Minimum Wage Tweaks, and a BOJ (Still) on Hold

 

Along with the corporate tax cut, Abe will also propose a hike in the minimum wage in the package. That hike, while welcome, will not come as a surprise and will have limited immediate impact on consumption as it will not take effect until the next fiscal year.

 

For FY 2015, the national average of the minimum wage (minimum wages are differentiated across prefectures) has already been increased from 780 yen per hour to 798 yen, or by 18 yen (2.3%). That marks the 4th consecutive hike of over 10 yen.

 

As for the BOJ and monetary policy, no action will be taken at the upcoming November 18 and 19 Monetary Policy Committee meeting, even if there is as now increasingly expected a slightly negative GDP number release on Monday.

 

The BOJ for its part already lowered its economic forecasts in October and furthermore, reflecting complaints by small to medium sized companies on rising import prices with a weaker yen, the LDP has remained very quiet, if not downright reluctant, to push the BOJ into offering more yen liquidity to foreign exchange markets (see again SGH 10/26/15, “Japan: Scraping for More Stimulus”).

 

Indeed, according to the October Economy Watchers Survey conducted by Japan’s Cabinet Office and just released on November 10, some “watchers” continue to point to the negative impact of higher imported prices of food and other materials on corporate profits, as well as on private consumption.

 

And besides, the US Federal Reserve is for now doing plenty to keep the dollar buoyant and the yen soft, without the need for any additional help from the BOJ.

 

The Politics of Stimulus

 

Despite all that, after taking a hit over national security legislation, public support for Abe and his cabinet has been drifting higher.

 

A survey by the Yomiuri Newspaper conducted between November 6 and 8 shows the supporting rate for the Cabinet to have risen to 51% in November from 41% in September and 46% in October.

 

That re-gained popularity is in part owing to the Trans-Pacific Partnership  negotiations and a summit meeting among Japan, China and South Korea.
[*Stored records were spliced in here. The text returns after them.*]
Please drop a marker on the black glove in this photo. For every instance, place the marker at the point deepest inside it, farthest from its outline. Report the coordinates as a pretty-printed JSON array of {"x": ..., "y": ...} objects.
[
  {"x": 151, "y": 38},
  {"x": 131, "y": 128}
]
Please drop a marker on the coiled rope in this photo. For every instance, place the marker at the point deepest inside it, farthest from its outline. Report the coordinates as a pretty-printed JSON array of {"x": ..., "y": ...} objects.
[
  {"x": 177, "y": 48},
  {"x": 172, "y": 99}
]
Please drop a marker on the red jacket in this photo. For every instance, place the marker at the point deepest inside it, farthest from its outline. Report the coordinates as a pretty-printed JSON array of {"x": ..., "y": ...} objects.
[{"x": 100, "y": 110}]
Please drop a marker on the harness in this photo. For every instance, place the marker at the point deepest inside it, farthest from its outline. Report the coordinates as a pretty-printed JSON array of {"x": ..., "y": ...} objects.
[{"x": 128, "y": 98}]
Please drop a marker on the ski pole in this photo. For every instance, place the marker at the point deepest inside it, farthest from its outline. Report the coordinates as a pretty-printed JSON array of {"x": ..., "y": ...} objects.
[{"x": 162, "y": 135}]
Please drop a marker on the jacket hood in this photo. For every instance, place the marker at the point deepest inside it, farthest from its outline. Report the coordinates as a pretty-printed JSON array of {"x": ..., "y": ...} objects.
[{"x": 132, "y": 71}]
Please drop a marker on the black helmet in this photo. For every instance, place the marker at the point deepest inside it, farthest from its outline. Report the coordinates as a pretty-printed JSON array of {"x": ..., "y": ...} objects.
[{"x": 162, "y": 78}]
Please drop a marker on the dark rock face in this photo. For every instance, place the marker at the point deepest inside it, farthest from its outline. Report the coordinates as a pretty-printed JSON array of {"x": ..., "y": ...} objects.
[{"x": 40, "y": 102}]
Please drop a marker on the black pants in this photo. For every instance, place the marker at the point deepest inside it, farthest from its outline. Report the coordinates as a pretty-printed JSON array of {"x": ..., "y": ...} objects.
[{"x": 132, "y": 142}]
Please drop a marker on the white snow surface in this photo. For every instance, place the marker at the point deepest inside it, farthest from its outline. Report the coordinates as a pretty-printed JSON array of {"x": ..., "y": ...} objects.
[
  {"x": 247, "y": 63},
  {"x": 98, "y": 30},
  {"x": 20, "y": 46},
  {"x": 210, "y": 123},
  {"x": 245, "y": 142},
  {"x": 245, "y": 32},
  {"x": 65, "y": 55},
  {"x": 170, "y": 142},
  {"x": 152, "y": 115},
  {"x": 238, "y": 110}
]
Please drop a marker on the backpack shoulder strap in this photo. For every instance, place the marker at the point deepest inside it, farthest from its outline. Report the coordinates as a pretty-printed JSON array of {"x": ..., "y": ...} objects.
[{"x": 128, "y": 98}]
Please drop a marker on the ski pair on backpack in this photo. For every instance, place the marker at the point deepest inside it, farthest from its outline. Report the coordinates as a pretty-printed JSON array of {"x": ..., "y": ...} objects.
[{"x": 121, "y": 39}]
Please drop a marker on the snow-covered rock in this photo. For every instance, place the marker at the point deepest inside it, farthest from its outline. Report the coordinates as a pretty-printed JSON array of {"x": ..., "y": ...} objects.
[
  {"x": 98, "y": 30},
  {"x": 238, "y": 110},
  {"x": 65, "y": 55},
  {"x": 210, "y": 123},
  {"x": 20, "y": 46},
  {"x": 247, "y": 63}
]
Furthermore, Japanese equity markets have shown some resilience these days, despite the sea of turmoil in global markets.

 

The release of yet another weak GDP figure, however, could quickly shift that public and market sentiment toward the negative side, and Abe and Finance Minister Taro Aso will simply not allow that happen.

 

We are told they are thus already well prepared to swiftly roll out their additional fiscal stimulus programs as soon as next week.

 

Tax Breaks – for Profitable Corporations

 

But even as the politicians of Nagatacho, facing continued and stubborn growth headwinds, are keen to front-load stimulus, the bureaucrats of Kasumigaseki, namely the still powerful Ministry of Finance, remain insistent any corporate tax cut be accompanied with alternative tax revenues.

 

So it is very likely the corporate tax cuts will be accompanied with the broadening of the base of tax collections through an expansion of “size-based,” as opposed to the more traditional “income based,” corporate taxes.

 

That size-based tax is levied roughly according to the amount of capital, number of employees, and so on, and adds in profits that are distributed before they are reported on a tax basis.

 

This mixture of lowering corporate taxes while hiking size-based business taxes will result in the shift of the overall tax burden from corporations with profits to those without (officially declared) profits.

 

In Japan, according to statistics provided by the national tax office, only 31.8% of corporations are profitable (i.e. their profit before tax is more than zero). So with the hike in the tax rate of the size-based business tax MOF will be able to generate more revenue from 68.2% of total corporations.

 

The overall impact of the tax change on Japan’s macro economy may therefore be neutral to perhaps slightly positive, with more corporations motivated to earn more money. But it should be an unmitigated positive for the more profitable listed firms and the Japanese equity markets.

 

And accompanied with such a hike in size-based business tax and, very probably, the final hike in the consumption tax scheduled for April 2017, MOF will not block the corporate tax cut.